Menurut Allport (Suryabrata, 1983:248), kepribadian adalah organisasi dinamis dalam diri individu sebagai sistem psikofisis yang menentukan caranya yang khas dalam menyesuaikan diri terhadap lingkungannya. Oleh Suryabrata selanjutnya pengertian kepribadian tersebut dijelaskan maksudnya sebagai berikut:

(1) Pernyataan “organisasi dinamis” menekankan kenyataan bahwa kepribadian itu selalu berkembang dan berubah walaupun dalam pada itu ada organisasi sistem yang mengikat dan menghubungkan berbagai komponen dari kepribadian itu.

(2) Istilah “psikofisis” menunjukkan bahwa kepribadian bukanlah eksklusif (semata-mata) mental dan bukan pula semata-mata neural. Organisasi kepribadian melingkupi kerja tubuh dan jiwa (yang tidak terpisah-pisahkan) dalam kesatuan kepribadian.

(3) Istilah “menentukan” menunjukkan bahwa kepribadian mengandung tendens-tendens determinasi yang memainkan peranan aktif dalam tingkah laku individu. Kepribadian adalah sesuatu dan melakukan sesuatu ………..….. Kepribadian terletak di belakang perbuatan-perbuatan khusus dan di dalam individu.

(4) Kata “khas” (unik, unique) menunjuk tekanan utama yang diberikan oleh Allport pada individualitas. Tidak ada dua orang yang benar-benar sama dalam caranya menyesuaikan diri terhadap lingkungan. Jadi dengan demikian berarti tidak ada dua orang yang mempunyai kepribadian yang sama.

(5) Pernyataan “menyesuaikan diri terhadap lingkungan” menunjukkan keyakinan Allport bahwa kepribadian mengantarai individu dengan lingkungan fisik dan lingkungan psikologisnya, kadang-kadang bahkan menguasainya. Jadi kepribadian adalah sesuatu yang mempunyai fungsi atau arti adaptasi dan menentukan.

Pengertian kepribadian dengan demikian sebenarnya mencakup aspek-aspek non-kognitif (yang bukan abilitas atau bukan kecakapan) seperti kepercayaan diri, stabilitas emosi, rasa tanggung jawab, kemampuan menyesuaikan diri; dan kognitif (yang berupa abilitas atau kecakapan) seperti inteligensi, bakat, minat, dan prestasi belajar.

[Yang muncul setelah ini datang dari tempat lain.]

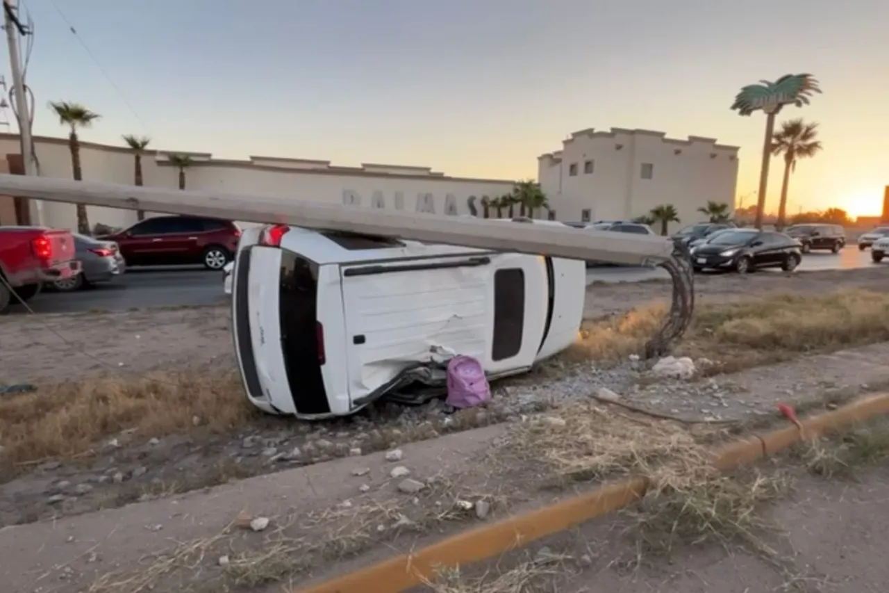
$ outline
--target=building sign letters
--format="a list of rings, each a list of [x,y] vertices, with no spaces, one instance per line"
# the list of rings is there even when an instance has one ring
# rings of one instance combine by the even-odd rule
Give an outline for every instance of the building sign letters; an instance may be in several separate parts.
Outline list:
[[[466,206],[469,213],[473,216],[479,215],[477,203],[478,199],[476,196],[469,196],[466,199]],[[342,203],[346,206],[364,206],[361,194],[353,190],[343,190]],[[405,197],[404,191],[395,191],[387,199],[387,196],[380,190],[376,190],[371,194],[370,201],[366,204],[372,208],[391,207],[395,210],[412,210],[414,212],[425,212],[427,214],[445,214],[456,216],[460,214],[457,207],[457,197],[453,193],[444,194],[444,202],[442,209],[436,208],[436,197],[429,192],[420,192],[414,199]]]

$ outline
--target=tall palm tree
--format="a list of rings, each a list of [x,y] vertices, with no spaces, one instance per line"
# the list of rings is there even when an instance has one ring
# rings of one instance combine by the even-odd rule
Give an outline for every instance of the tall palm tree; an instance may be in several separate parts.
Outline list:
[[[547,195],[541,189],[541,184],[533,179],[516,183],[512,195],[521,206],[523,216],[527,214],[529,217],[533,218],[534,210],[549,207]]]
[[[77,138],[77,128],[90,127],[92,122],[101,116],[93,113],[80,103],[67,101],[51,102],[50,109],[59,118],[59,123],[70,127],[68,134],[68,149],[71,151],[71,173],[75,181],[84,180],[84,171],[80,166],[80,139]],[[86,206],[77,204],[77,232],[81,234],[90,234],[90,219],[86,215]]]
[[[661,234],[667,236],[667,227],[670,223],[679,223],[679,213],[672,204],[655,206],[649,213],[655,223],[661,223]]]
[[[707,206],[701,206],[698,208],[698,212],[707,216],[711,223],[727,223],[732,219],[728,204],[715,202],[712,199],[708,199]]]
[[[172,154],[170,155],[170,163],[173,167],[179,167],[179,189],[185,189],[185,170],[195,164],[195,161],[191,159],[187,154]]]
[[[143,185],[142,180],[142,155],[145,154],[145,149],[148,147],[148,142],[151,139],[148,136],[134,136],[132,134],[126,134],[124,136],[124,142],[126,142],[130,150],[132,150],[132,163],[133,163],[133,172],[132,172],[132,183],[133,185],[141,187]],[[136,218],[140,221],[145,220],[145,210],[136,210]]]
[[[787,216],[787,189],[790,183],[790,174],[797,170],[797,161],[811,158],[821,150],[818,140],[818,123],[805,123],[802,118],[785,121],[781,130],[772,141],[772,154],[784,155],[784,180],[781,186],[781,203],[778,206],[778,221],[775,228],[784,228]]]

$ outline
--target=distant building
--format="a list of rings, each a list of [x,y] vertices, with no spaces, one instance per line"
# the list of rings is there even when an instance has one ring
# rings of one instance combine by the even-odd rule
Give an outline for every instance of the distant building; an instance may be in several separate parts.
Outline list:
[[[68,139],[34,139],[40,174],[71,179]],[[178,169],[169,162],[175,150],[148,150],[142,157],[146,186],[177,188]],[[188,153],[194,164],[186,170],[186,188],[244,196],[270,196],[327,204],[348,204],[440,215],[481,216],[481,199],[512,191],[514,182],[502,179],[450,177],[430,167],[363,164],[337,167],[327,160],[249,157],[246,160],[213,158],[209,153]],[[133,183],[133,157],[124,146],[82,142],[84,179],[104,183]],[[0,134],[0,173],[23,173],[18,134]],[[0,224],[30,223],[26,200],[0,196]],[[24,206],[24,207],[22,207]],[[44,202],[44,223],[76,229],[73,204]],[[133,210],[89,207],[91,224],[125,227],[136,222]],[[150,214],[150,213],[149,213]]]
[[[538,175],[558,220],[630,219],[671,204],[682,221],[671,227],[677,227],[700,221],[696,211],[708,200],[733,210],[738,150],[713,138],[590,128],[539,157]]]

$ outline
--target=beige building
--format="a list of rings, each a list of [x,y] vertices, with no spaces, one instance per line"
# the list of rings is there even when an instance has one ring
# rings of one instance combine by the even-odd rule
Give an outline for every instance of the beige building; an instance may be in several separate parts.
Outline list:
[[[557,218],[626,220],[672,204],[681,224],[698,222],[708,200],[733,210],[737,146],[714,138],[665,137],[662,132],[613,127],[581,130],[562,150],[538,158],[538,178]]]
[[[68,140],[35,138],[40,175],[71,178],[71,155]],[[81,142],[84,179],[108,183],[132,184],[132,153],[122,146]],[[21,158],[18,134],[0,134],[0,168],[4,164],[12,173],[20,174]],[[142,158],[146,186],[177,188],[178,169],[167,155],[170,151],[148,151]],[[194,165],[186,170],[188,189],[216,191],[284,199],[349,204],[368,207],[396,208],[443,215],[481,215],[481,199],[508,193],[509,180],[449,177],[429,167],[364,164],[361,167],[337,167],[325,160],[250,157],[247,160],[213,158],[209,153],[188,153]],[[7,222],[15,210],[12,199],[0,197],[0,223]],[[100,223],[124,227],[136,222],[136,213],[90,207],[91,224]],[[20,215],[18,222],[27,216]],[[57,228],[76,229],[75,207],[71,204],[44,203],[44,223]]]

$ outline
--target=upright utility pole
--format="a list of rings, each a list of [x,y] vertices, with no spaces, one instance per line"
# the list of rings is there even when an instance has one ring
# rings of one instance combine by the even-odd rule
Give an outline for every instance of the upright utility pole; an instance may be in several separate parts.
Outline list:
[[[21,73],[21,57],[19,55],[19,36],[28,35],[29,31],[19,20],[16,14],[15,0],[4,2],[4,28],[6,29],[6,44],[9,45],[10,70],[12,75],[12,88],[15,93],[15,112],[19,122],[19,140],[21,143],[21,158],[25,165],[25,175],[36,176],[37,163],[34,158],[34,141],[31,138],[31,118],[28,113],[25,95],[25,78]],[[34,217],[37,226],[44,224],[44,202],[32,199]]]

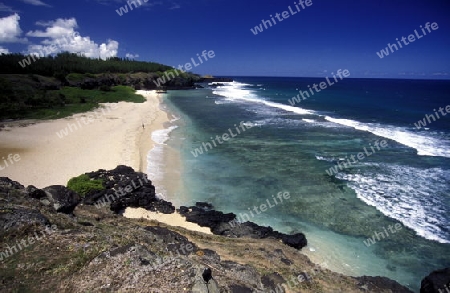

Dalam mata kuliah Pemahaman Individu I, pembahasan aspek kepribadian individu yang perlu dipahami oleh konselor mencakup aspek inteligensi, bakat, dan minat.

1) Inteligensi

Inteligensi atau kecerdasan merupakan salah satu aspek yang penting dalam pendidikan. Prestasi belajar seorang siswa antara lain ditentukan oleh tingkat kecerdasannya. Walaupun seorang anak mempunyai semangat dan dorongan yang menggebu-gebu untuk mencapai prestasi yang tinggi, orang tua memberikan dukungan dan fasilitas yang memadai; tetapi jika tingkat kecerdasannya terbatas, kecil kemungkinannya ia mencapai prestasi belajar yang tinggi.

Tingkat kecerdasan ditentukan oleh bakat bawaan (hereditas) dan faktor lingkungan. Hereditas merupakan gen yang diturunkan oleh orang tuanya, sedangkan yang termasuk lingkungan adalah semua pengalaman dan pendidikan yang pernah diperoleh seseorang; terutama pada tahun-tahun pertama dalam kehidupan mempunyai dampak yang kuat terhadap kecerdasan seseorang.

Secara umum inteligensi dapat dirumuskan sebagai:

(1) kemampuan untuk berpikir abstrak,

(2) kemampuan untuk menangkap hubungan-hubungan dan untuk belajar,

(3) kemampuan untuk menyesuaikan diri terhadap situasi-situasi baru.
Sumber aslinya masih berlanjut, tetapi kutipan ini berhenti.